At Bafta recently, at the premiere of a powerful new drama about a young Sudanese woman kept as a household slave in London, I shared an interesting experience.

I Am Slave, from the producer and co-writer of the Oscar-winning The Last King of Scotland, tells of a Sudanese girl who is kidnapped and forced into domestic servitude first in Khartoum, and then in London.

The film shows how 12-year-old Malia is snatched by Arab pro-government militias during a raid on her village in the Nuba Mountains, enslaved in Khartoum, and eventually trafficked to the UK where, aged 18, she becomes a household servant in north London. Home Office figures – most likely an underestimate – put the numbers of trafficking victims currently in slavery in this country at 5,000, but what makes I Am Slave so moving is the way it humanises that bald statistic. It is based on the real-life experiences of one Nuban woman called Mende Nazer.

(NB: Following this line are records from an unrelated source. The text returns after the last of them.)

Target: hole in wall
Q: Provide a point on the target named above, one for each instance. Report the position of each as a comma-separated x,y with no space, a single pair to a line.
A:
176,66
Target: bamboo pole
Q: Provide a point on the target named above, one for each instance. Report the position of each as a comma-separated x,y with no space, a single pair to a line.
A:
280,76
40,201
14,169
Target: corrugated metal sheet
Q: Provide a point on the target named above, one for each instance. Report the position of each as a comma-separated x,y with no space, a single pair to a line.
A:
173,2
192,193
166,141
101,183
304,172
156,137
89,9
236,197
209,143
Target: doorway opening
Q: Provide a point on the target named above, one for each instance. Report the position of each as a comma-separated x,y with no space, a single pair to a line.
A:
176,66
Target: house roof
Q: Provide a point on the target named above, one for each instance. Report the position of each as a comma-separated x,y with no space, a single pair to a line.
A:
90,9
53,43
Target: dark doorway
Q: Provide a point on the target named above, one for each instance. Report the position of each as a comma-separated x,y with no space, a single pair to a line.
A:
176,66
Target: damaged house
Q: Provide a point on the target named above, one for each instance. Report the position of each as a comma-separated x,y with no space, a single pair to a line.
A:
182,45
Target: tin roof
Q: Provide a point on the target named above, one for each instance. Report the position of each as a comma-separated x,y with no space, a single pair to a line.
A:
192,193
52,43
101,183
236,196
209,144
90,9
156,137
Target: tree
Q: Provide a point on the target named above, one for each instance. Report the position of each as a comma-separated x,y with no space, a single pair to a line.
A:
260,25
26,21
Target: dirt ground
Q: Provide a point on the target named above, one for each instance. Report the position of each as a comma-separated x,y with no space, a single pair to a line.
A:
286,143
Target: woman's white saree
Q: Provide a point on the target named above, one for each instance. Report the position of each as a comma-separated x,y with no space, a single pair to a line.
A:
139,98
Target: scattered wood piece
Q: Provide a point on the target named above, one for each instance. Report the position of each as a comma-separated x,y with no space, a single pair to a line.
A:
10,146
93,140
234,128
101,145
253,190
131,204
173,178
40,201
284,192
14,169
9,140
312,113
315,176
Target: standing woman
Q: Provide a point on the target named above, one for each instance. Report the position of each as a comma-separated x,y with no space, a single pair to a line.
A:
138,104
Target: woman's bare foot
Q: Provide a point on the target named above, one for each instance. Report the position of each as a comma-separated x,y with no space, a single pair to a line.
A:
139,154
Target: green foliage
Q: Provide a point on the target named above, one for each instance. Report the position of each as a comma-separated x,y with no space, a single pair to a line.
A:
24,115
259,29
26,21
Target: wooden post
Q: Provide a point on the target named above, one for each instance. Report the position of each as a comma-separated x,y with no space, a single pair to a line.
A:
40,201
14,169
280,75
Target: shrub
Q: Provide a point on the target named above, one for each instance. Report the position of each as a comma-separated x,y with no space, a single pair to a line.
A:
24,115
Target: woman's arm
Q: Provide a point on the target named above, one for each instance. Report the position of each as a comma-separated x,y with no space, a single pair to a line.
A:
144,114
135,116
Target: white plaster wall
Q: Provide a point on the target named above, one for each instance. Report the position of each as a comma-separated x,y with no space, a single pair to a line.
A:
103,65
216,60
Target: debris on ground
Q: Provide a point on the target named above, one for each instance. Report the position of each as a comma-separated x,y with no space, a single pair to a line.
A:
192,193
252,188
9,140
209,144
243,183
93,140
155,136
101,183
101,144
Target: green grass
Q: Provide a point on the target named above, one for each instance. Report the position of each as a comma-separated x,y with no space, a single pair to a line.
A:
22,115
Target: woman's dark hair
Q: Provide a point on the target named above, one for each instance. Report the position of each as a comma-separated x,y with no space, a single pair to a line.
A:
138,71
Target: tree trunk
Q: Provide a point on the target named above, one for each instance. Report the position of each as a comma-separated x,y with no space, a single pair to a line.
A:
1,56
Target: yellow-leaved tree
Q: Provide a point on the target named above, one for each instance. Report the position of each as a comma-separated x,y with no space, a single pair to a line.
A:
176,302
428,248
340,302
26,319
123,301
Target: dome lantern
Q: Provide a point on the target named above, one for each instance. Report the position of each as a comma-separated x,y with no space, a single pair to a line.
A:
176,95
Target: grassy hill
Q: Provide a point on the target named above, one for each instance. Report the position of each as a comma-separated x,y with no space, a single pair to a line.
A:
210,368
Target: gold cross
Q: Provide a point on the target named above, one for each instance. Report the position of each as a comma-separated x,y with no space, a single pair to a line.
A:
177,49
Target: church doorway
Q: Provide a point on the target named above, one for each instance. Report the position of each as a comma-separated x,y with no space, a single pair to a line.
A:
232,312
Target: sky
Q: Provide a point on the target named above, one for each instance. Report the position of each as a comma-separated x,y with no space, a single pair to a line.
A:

So there I was at Bafta, being angered and moved by the plight of this young woman (expressively played by Wunmi Mosaku, in a performance that is largely mute), when, nearing the end, a small part of me was starting to disengage, to locate my briefcase in the dark and think about train times home. Here we all were, a predominantly (I assume) liberal audience, having our consciousnesses raised about this issue, and then we would leave the theatre, and all our emotions would dissipate into the night air, and... what? Are films like I Am Slave just a form of liberal masturbation?

And then bang on cue, the loud sobbing started in the row behind. We had reached the cathartic scene in the film where Malia is reunited with her long-lost father in Sudan and her wails were being answered from the seats behind me. For there sat the real Mende Nazer, who had just watched her story being told on the big screen.

"That was satisfying... to know that we had got it right," says producer Andrea Calderwood. But can such dramas make a real difference? "If you can get a million-plus people watching this on TV, the least it can do is help to raise awareness," she says. "Whenever I tell people that I'm working on a film about slavery in London, they all assume that it's set 200 years ago... "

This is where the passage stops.